Cuestión esencial es, por una parte, prevenir la exclusión y para lograr este objetivo es necesario garantizar unos ingresos mínimos a todas las familias en riesgo y, por otra, atender a los tres grandes retos del siglo XXI: sostenibilidad medioambiental, envejecimiento de la población y migraciones. Respecto a lo primero, tenemos que lanzarnos hacia otra política energética con el consiguiente cierre de las centrales nucleares y desarrollar un programa de transición energética buscando mercados más eficientes. Respecto al envejecimiento de la población, lo que debe prevalecer es el principio de igualdad en el campo de las pensiones y mantener la equidad intergeneracional y, por otro lado, hay que garantizar desde el Estado un sistema de financiación que asegure la puesta en práctica las políticas de dependencia. Y, por último, estamos firmemente convencidos de que la migración no es una amenaza ni cultural ni económica ni social. Una de las causas por la que lamentablemente ha triunfado el Brexit en Gran Bretaña ha sido, como casi siempre pasa, la utilización de discursos xenófobos, la apelación demagógica a un modelo comunitarista incompatible con el proceso de globalización y el recurso fácil de aguijonear en el imaginario colectivo la falsa creencia de que sólo cerrando las fronteras ganamos en seguridad. La migración, sin duda alguna, ha de estar regulada democráticamente y tiene que estar protegida por la plena aplicación de la Declaración Universal de los Derechos Humanos.
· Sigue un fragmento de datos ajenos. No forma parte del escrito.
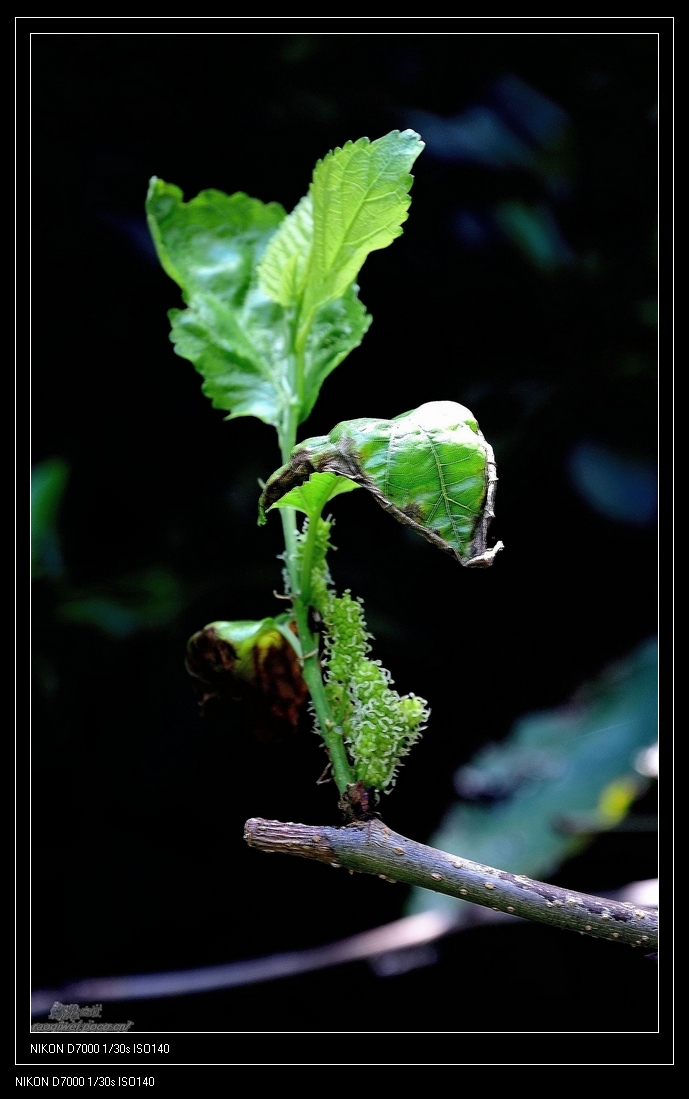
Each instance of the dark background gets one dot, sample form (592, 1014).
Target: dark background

Reconstrucción de la socialdemocracia: una democracia de calidad (II)

En cuanto al área externa, es decir, a la UE, hay que salir de las políticas de austeridad, lo importante no es “tranquilizar” a los mercados sino a los pueblos y, para ello, hay que darle a la UE y, especialmente, a la eurozona una nueva oportunidad. Hay que hacer que el BCE garantice las deudas públicas, de manera que todos los países puedan financiarse a un tipo sin riesgo (al 2% en 10 años, por ejemplo). El BCE tiene que poder comprar deuda pública a fin de mantener un tipo de interés bajo, como hace la Reserva Federal estadounidense. Además de las medidas que señalamos en el apartado sobre Europa atendiendo a las razones de Piketty, es insoslayable construir un auténtico presupuesto europeo con un impuesto sobre las transacciones financieras y una fiscalidad ecológica, con el fin de organizar las transferencias de recursos necesarios para la convergencia de las economías reales. Hay que establecer una Europa social, retomar la denominada Carta Social Europea con el objetivo de consolidar entre los pueblos europeos un proyecto de integración común. Pensamos que debemos elaborar un nuevo Tratado para la coordinación de las políticas económicas de los países de la UE. Esto significaría que realmente queremos llegar a una convergencia real de las economías, de empleo y de transición ecológica. Europa se consolida si somos capaces de aproximarnos en las políticas presupuestarias, fiscales, sociales y salariales, con el fin de acercar a los países a unos estándares básicos de bienestar.

_________________Mario Salvatierra, miembro del comité federal del PSOE; Enrique Cascallana, ex alcalde de Alcorcón y ex senador; Juan Antonio Barrio, ex diputado nacional, y José Quintana, ex alcalde de Fuenlabrada y actualmente diputado en la Asamblea de Madrid.